Megestrol caproate

Clinical data
- Other names: MGC; Megestrol hexanoate; Megestrol 17α-caproate; 17α-Hydroxy-6-dehydro-6-methylprogesterone 17α-caproate; 17α-Hydroxy-6-methylpregna-4,6-diene-3,20-dione 17α-caproate
- Drug class: Progestin; Progestogen; Progestogen ester

Identifiers
- IUPAC name [(8R,9S,10R,13S,14S,17R)-17-Acetyl-6,10,13-trimethyl-3-oxo-2,8,9,11,12,14,15,16-octahydro-1H-cyclopenta[a]phenanthren-17-yl] hexanoate;
- CAS Number: 65893-91-6;
- PubChem CID: 23265655;
- ChemSpider: 10420418;
- UNII: QL953XUR5F;
- CompTox Dashboard (EPA): DTXSID501336300 ;

Chemical and physical data
- Formula: C_{28}H_{40}O_{4}
- Molar mass: 440.624 g·mol^{−1}
- 3D model (JSmol): Interactive image;
- SMILES CCCCCC(=O)O[C@@]1(CC[C@@H]2[C@@]1(CC[C@H]3[C@H]2C=C(C4=CC(=O)CC[C@]34C)C)C)C(=O)C;
- InChI InChI=1S/C28H40O4/c1-6-7-8-9-25(31)32-28(19(3)29)15-12-23-21-16-18(2)24-17-20(30)10-13-26(24,4)22(21)11-14-27(23,28)5/h16-17,21-23H,6-15H2,1-5H3/t21-,22+,23+,26-,27+,28+/m1/s1; Key:XDVHIXRJLWUKRR-ORZTVLAMSA-N;

= Megestrol caproate =

Chemical compound

Megestrol caproate, abbreviated as MGC, is a progestin medication which was never marketed.
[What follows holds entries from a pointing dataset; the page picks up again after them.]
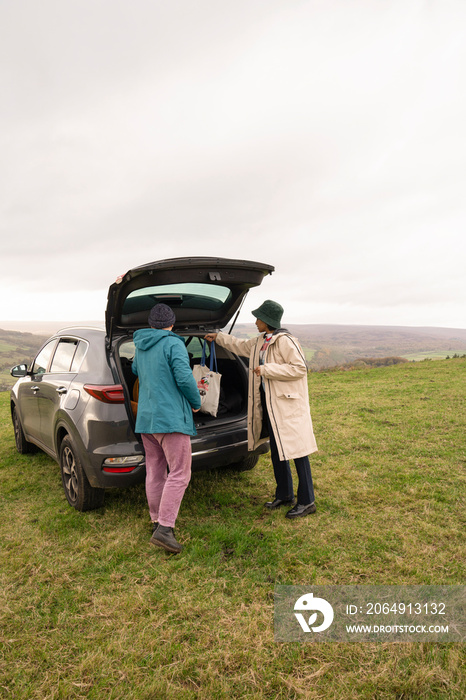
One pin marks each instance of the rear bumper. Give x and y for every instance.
(222, 456)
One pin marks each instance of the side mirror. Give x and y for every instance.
(19, 371)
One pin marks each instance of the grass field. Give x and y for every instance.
(89, 609)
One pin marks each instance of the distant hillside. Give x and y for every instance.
(332, 345)
(324, 345)
(15, 349)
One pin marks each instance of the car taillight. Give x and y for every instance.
(108, 393)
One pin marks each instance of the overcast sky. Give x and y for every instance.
(324, 137)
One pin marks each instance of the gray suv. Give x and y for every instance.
(77, 400)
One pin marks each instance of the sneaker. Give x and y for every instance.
(300, 511)
(165, 537)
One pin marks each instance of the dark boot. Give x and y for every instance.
(165, 537)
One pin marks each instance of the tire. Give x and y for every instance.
(245, 464)
(78, 491)
(22, 445)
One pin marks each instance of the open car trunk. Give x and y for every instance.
(233, 386)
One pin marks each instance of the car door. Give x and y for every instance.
(30, 390)
(204, 293)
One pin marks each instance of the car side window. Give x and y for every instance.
(63, 356)
(79, 356)
(195, 348)
(43, 358)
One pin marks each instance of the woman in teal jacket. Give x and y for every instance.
(168, 396)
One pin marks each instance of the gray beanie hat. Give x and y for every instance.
(161, 316)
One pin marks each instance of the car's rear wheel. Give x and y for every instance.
(78, 491)
(22, 445)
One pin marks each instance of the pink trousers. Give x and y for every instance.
(168, 472)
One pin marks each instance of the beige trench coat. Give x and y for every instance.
(286, 392)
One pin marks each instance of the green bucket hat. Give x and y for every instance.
(270, 313)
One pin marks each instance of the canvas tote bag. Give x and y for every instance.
(208, 381)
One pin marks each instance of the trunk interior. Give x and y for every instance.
(234, 382)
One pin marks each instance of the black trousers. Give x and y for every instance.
(282, 471)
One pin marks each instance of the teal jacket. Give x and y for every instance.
(167, 389)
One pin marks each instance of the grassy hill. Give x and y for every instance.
(90, 610)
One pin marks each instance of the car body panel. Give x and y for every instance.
(168, 281)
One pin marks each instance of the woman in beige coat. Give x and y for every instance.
(278, 404)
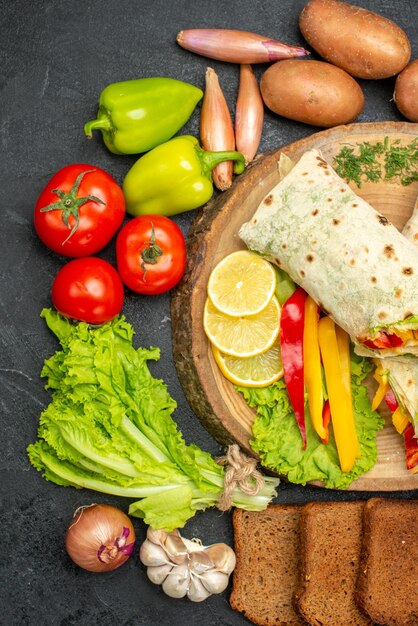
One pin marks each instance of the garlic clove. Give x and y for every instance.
(175, 548)
(177, 583)
(200, 562)
(156, 536)
(152, 555)
(214, 581)
(222, 556)
(197, 591)
(193, 545)
(159, 573)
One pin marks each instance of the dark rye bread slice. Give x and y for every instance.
(330, 534)
(387, 587)
(267, 549)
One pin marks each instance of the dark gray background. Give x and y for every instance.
(55, 58)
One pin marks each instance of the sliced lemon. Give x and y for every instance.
(242, 284)
(242, 336)
(256, 371)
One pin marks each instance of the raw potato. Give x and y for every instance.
(313, 92)
(406, 91)
(361, 42)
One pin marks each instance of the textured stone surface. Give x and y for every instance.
(56, 57)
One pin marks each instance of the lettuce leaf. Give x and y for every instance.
(276, 437)
(109, 428)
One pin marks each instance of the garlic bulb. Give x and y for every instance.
(185, 567)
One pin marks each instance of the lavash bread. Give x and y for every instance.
(267, 548)
(356, 265)
(330, 534)
(388, 580)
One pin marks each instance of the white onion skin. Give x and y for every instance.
(216, 129)
(249, 114)
(93, 527)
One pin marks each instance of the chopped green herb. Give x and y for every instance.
(383, 160)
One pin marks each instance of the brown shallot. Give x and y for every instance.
(216, 129)
(249, 114)
(100, 538)
(236, 46)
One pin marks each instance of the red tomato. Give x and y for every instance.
(151, 254)
(89, 290)
(79, 211)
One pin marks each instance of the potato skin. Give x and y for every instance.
(313, 92)
(406, 91)
(362, 43)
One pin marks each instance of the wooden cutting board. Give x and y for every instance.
(214, 234)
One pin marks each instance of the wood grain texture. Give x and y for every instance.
(214, 234)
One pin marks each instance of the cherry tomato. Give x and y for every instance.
(89, 290)
(79, 211)
(151, 254)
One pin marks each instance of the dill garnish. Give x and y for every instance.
(383, 160)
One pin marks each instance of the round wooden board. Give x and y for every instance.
(214, 234)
It was developed in Russia in 2002. In animals, MGC shows 10-fold higher progestogenic activity compared to progesterone when both are administered via subcutaneous injection. In addition, MGC has no androgenic, anabolic, or estrogenic activity. The medication was suggested as a potential contraceptive and therapeutic agent.

==Chemistry==

Megestrol caproate, also known as megestrol 17α-caproate, as well as 17α-hydroxy-6-dehydro-6-methylprogesterone 17α-caproate or as 17α-hydroxy-6-methylpregna-4,6-diene-3,20-dione 17α-caproate, is a synthetic pregnane steroid and a derivative of progesterone and 17α-hydroxyprogesterone. It is the C17α caproate (hexanoate) ester of megestrol. Closely related medications include megestrol acetate (MGA; megestrol 17α-acetate), acetomepregenol (megestrol 3β,17α-diacetate), and cymegesolate (megestrol 17α-acetate 3β-cypionate). In addition to MGA, analogues of MGC include chlormadinone caproate, gestonorone caproate, hydroxyprogesterone caproate, medroxyprogesterone caproate, and methenmadinone caproate.